Most tasks faced by teams involve both learning and performance outcomes. Some aspects of a task are familiar, while others are novel. Effective teamwork requires balancing the unique demands of learning and performance. Some of the team processes that support both learning and performance include interpersonal understanding and proactivity in problem solving.

  • Interpersonal understanding is team members’ awareness of other members as well as of themselves. On teams that share a high degree of interpersonal understanding, individuals possess an accurate understanding of the preferences, moods, and emotional states of other team members. Unlike other shared beliefs, such as team cohesion, interpersonal understanding does not necessarily create positive feeling toward other group members. A strong sense of interpersonal understanding in teams seems to lead to learning because it allows members to gauge and, therefore, respond to or compensate for others at any given moment. Interpersonal understanding makes tacit knowledge more explicit by surfacing hidden aspects of knowledge that may not be readily visible.Interpersonal understanding can be built in a team by setting aside time during each meeting for members to “check in” with each other. During the check-in session, team members briefly talk about their current state, including demands and recent challenges faced outside the team environment.
  • Proactivity in problem solving involves anticipating and working to head off potential problems before they occur. It can be thought of as a form of learning in which teams develop strategies that allow them to adapt to changes in the nature of the task and the environment as they arise. This is an essential skill for learning since it allows teams to acquire new knowledge about the task as it develops.

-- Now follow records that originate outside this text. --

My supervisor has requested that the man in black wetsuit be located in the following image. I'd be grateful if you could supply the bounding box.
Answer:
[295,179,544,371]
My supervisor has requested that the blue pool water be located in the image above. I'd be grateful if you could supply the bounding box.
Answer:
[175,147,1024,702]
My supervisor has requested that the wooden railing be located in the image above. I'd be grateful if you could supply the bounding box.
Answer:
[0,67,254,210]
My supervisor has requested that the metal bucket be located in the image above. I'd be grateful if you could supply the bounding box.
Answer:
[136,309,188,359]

Two Distinct Approaches to Teamwork

Learning and performance describe two distinct approaches to teamwork, each of which leads to team effectiveness under different circumstances. Like mountain climbers who recognize the difference between following an existing route and blazing a new one, successful teams are those that distinguish and respond to tasks that require learning versus those that require performance.

D. Christopher Kayes (Ph. D. Case Western Reserve University) is Dean’s Research Scholar and Associate Professor of Management at George Washington University. He has won awards for his unique approach to learning, including best paper awards and nominations from the Academy of Management Learning and Education, Human Relations, and the Organizational Behavior Teaching Society. He was awarded the first “most significant contribution to the practice of management” award by the Organizational Behavior division of the Academy of Management. Chris is author of “Destructive Goal Pursuit: The Mt. Everest Disaster” and more than 40 peer-reviewed articles and chapters. You can contact him at dckayes@gwu.edu.

NEXT STEPS

Tips for Leading Through Learning

  1. Seek out the most challenging situations. These situations harbor the most learning potential for you and your followers.
  2. Use learning as a motivational tool. Develop learning opportunities for your followers to boost their motivation. These could include a job rotation assignment, for example, that is complex and mandates a new skill set.
  3. Develop compassion for others and a sense of responsibility for your actions. This means, get out of your office and into the field to better understand your followers’ perspective and the challenges they experience.
  4. Define and redefine your role in learning and leadership. This means examining yourself and others and the way that you experience challenges together.